10 décembre 2018
Paris brûle t-il?

Dans le théâtre classique français, une pièce comprend cinq actes. L’Acte IV ce samedi 8 décembre 2018 a évité les morts annoncés par l’Elysée, pas les bavures ni les blessés. Le reportage d’Envoyé Spécial sur France 2 ce jeudi soir est édifiant, montrant les mutilations dont ont été l’objet des gilets jaunes pacifistes comme cette étudiante en philosophie qui a perdu un oeil sur les Champs Elysées ou encore Antoine qui a eu la main pulvérisée par une grenade à Bordeaux, sans compter cette femme main en l’air sur laquelle on tire un flashball en plein ventre.  En débutant sa prise de parole si attendue (23 millions de téléspectateurs, mieux que la Finale de la Coupe du monde de foot) par des félicitations aux forces de l’ordre, Emmanuel Macron continue sa marche dans le mur.
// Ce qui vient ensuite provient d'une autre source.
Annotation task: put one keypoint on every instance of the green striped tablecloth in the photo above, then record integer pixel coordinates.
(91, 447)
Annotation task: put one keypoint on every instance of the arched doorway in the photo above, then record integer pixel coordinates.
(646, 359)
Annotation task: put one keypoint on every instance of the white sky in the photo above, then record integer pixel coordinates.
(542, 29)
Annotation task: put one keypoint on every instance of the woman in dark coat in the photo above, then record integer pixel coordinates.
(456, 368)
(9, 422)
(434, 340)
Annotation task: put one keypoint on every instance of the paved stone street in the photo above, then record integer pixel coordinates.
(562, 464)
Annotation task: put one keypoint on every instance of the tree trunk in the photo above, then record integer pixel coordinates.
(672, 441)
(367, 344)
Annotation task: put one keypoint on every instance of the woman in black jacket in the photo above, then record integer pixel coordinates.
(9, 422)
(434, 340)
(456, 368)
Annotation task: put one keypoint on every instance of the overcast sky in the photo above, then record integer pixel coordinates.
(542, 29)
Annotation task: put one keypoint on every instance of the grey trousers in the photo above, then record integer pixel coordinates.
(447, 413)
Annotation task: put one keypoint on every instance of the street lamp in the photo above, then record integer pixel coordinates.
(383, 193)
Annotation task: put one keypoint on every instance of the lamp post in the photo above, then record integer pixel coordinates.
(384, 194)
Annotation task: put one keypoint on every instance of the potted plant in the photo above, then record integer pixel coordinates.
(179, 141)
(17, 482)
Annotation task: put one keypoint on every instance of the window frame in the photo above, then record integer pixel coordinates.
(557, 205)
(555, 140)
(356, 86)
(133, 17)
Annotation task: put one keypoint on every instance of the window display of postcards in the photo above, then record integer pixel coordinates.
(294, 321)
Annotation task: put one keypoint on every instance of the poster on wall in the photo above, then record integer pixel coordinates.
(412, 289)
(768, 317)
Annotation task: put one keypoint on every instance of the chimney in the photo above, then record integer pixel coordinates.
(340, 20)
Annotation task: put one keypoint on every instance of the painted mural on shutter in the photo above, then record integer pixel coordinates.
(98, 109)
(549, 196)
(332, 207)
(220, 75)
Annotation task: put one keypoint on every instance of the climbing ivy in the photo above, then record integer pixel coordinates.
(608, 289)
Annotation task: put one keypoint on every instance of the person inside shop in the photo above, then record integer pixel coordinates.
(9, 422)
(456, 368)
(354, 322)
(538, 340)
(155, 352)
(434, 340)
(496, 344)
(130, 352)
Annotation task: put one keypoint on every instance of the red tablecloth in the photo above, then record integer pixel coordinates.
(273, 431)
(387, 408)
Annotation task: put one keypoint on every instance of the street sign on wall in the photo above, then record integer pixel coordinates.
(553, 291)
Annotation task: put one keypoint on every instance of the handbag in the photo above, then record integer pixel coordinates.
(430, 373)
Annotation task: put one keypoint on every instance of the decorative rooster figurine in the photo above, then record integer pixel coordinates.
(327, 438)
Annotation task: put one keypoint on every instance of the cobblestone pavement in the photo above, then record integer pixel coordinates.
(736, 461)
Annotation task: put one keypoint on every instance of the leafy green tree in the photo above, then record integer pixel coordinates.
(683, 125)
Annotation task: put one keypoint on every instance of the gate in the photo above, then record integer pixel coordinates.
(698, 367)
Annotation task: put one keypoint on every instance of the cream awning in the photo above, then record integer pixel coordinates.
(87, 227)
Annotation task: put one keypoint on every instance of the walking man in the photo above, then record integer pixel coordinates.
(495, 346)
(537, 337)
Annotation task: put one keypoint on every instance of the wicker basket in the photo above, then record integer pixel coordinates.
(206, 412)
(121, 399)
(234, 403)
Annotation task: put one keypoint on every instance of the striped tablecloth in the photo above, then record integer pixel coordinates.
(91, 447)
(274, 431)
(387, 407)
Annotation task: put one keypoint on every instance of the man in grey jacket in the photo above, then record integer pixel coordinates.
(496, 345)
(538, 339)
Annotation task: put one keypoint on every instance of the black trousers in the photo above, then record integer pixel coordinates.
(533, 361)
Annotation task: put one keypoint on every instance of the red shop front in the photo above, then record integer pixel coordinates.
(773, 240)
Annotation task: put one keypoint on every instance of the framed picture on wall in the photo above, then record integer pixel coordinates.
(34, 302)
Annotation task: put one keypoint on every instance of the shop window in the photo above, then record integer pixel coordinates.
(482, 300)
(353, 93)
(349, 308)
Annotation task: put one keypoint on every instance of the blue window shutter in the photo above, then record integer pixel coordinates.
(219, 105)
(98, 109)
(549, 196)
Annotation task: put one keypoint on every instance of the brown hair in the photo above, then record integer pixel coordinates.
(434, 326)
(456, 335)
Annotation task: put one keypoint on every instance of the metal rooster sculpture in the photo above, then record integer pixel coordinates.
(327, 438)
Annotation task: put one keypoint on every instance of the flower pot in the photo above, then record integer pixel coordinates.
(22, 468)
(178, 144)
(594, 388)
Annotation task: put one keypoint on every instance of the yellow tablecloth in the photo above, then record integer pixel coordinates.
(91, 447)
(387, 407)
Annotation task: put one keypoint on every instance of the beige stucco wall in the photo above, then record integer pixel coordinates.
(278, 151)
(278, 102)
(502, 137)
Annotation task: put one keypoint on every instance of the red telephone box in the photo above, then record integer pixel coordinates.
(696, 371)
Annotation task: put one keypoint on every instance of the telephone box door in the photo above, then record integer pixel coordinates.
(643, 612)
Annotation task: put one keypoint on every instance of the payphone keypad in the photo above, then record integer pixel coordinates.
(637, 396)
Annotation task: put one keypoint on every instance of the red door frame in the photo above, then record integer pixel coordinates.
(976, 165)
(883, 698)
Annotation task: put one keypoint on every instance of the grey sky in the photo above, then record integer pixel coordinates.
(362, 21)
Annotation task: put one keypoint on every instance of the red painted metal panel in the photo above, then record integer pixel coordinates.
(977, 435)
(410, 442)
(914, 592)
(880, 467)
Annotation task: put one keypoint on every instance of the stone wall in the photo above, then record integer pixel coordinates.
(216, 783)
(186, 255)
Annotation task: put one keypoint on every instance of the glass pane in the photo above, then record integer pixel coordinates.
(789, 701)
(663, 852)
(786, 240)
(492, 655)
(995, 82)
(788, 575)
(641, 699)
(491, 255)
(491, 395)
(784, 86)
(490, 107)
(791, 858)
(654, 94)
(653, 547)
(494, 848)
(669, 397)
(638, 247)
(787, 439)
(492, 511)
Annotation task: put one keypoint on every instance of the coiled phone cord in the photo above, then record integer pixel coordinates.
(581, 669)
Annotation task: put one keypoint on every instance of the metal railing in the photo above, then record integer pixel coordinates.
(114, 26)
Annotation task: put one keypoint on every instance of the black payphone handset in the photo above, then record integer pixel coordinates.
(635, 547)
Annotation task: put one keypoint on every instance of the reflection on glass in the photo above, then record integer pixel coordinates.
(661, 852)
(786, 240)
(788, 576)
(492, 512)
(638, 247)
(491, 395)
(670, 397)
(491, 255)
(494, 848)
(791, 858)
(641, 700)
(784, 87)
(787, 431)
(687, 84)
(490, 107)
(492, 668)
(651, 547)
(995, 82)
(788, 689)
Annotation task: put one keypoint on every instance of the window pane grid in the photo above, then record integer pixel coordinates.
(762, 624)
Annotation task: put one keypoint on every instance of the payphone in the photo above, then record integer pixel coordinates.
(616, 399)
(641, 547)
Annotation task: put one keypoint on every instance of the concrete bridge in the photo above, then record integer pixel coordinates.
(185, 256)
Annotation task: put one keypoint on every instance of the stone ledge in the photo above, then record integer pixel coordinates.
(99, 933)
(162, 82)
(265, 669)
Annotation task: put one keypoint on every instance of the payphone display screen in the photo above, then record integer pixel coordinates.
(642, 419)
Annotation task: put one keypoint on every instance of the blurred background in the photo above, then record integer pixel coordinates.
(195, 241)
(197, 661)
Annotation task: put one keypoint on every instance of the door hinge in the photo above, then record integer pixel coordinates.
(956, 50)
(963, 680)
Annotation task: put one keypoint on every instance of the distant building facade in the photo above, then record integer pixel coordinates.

Et ce n’est pas l’édito de commande d’Hervé Gattegno dans le JDD (qui aurait mieux fait de rester chez Vanity Fair à lire sa charge contre les Gilets jaunes) « La France se nuit »-évoquant des « scènes barbares » de la part des casseurs qui va faire changer d’avis ces Gilets jaunes qui recueilleraient 12 % des votes aux prochaines européennes selon un sondage Ipsos. Ni les lycéens même pas évoqués dans l’allocution, forcés de s’agenouiller les mains sur la tête comme ces jeunes de Mante la Jolie, sous les quolibets d’un CRS « voilà une classe bien sage », une scène rappelant les pires images de prisonniers à Guantanamo, cela n’en déplaise au pseudo philosophe Raphäel Enthoven, qui a osé tweeter: « J’appelle connard celui qui s’agenouille sans qu’on l’y contraigne. Et qui prend ça pour de la subversion, alors qu’il offre l’image d’une servitude volontaire. » Les lycéens, qui continuent à occuper leurs établissements pour protester contre un Ministère de l’Education 2.0 avec les ratés de Parcoursup et pour défendre les étudiants étrangers qui ne pourront pas s’offrir la France avec des frais d’inscription qui ont augmenté pour la rentrée prochaine de 1000 %, apprécieront. 

Dégradations ciblées

Le gouvernement avait promis « des morts » samedi dernier, il y a eu des roses blanches offertes aux CRS. Paris avait ce 8 décembre 2018, loin des bavures sur les Champs Elysées,  des airs de ville sans voiture, sans lumières, sans consumérisme, bref une journée empreinte carbone zéro. Une journée « verte » comme on en rêverait après la Journée mondiale du climat de la veille, avec toutefois quelques saccages comme ce Go Sport étonnamment non protégé place de la République et qui a vu s’envoler maillots de l’équipe de France-95 euros le morceau de tissu synthétique aux deux étoiles et autres Nike fabriquées par des enfants à l’autre bout du monde-sans passage à la caisse.  Mais pour l’un d’eux assistant à la scène, cela a finit la bouche en sang, une dizaine de dents cassés (décidément c’est une manie cf mon placage pendant la COP21-lire article) ayant eu la malchance d’être chopé par des CRS-SS équipés comme des ninjas. Un café Starbuck a lui été vandalisé à Saint Lazare; aucun mug volé, juste un tag: « Paye tes impôts en France »; sans doute son auteur avait-il vu le documentaire de Luc Hermann et Gilles Bovon,Starbuck sans filtre diffusé sur Arte en août 2018 qui dénonçait les conditions abjectes de travail de ses employés, son Greenwashing  et son optimalisation fiscale.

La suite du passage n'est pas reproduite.